I tried some kit, kilo and bits I made about 15 years ago as a student. A porter and a stout, both stored in a cellar in vic. They tasted like a hop never went anywhere near them. Not bad but sweet and cloying. They weren't great to start with though, so no loss!
 
I watched Oz and James beer tour of Britain venture in to the royal cellar open beer from the time of Queen Victoria. Over 100 years old. Fortified, stale, virtually no carbonation but it looked like an amazing thing to do. Cork it, wire it and keep it for as long as you can! Good luck.
 
About 8 YO. ~10% ABV Porter/Scotch Ale.

Brewed September 1998, allowed to self-condition in a keg @ 4C, then CPBF'd in Feb. 1999, so not technically "bottle" conditioned, but self-carbed, nonetheless.
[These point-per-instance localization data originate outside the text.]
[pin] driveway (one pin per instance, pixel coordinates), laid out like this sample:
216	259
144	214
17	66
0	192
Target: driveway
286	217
Beers condition better in bulk.....

It took about 3 years to mellow-out, by which time it was starting to win prizes & went-on to win a few more (including an International 3rd).

I shared the last bottle of the 45L batch with my old man sometime in 2006. It was obviously past it's prime, but still superb (even if I do say-so myself.. :p ).
 
I have some Russian Imperial Stout

brewed June 2010

8.7% Alcohol

like a Liqueur Muscat now

need to try one this year

Had an old favourite last night 26th Feb 2019

in grolsh bottles , still had a good head

Try again next year
 
Had an old favourite last night 26th Feb 2019

in grolsh bottles , still had a good head

Try again next year
I have 8 KB left of an RIS I made (AG) in 1995. About 8 years ago I had to open re-prime & reseal all the bottles (then about 16) as the crown seals had cork liners. Opened 1 on my last birthday (25th March) and it was still like drinking liquid velvet with licorice & chocolate still powerful. No, you can't have any. The 8 bottles will see me to my 83rd birthday. The cases got lost in a move, but have been kept in either my wine cellar (15C) or now in my cool room (3C).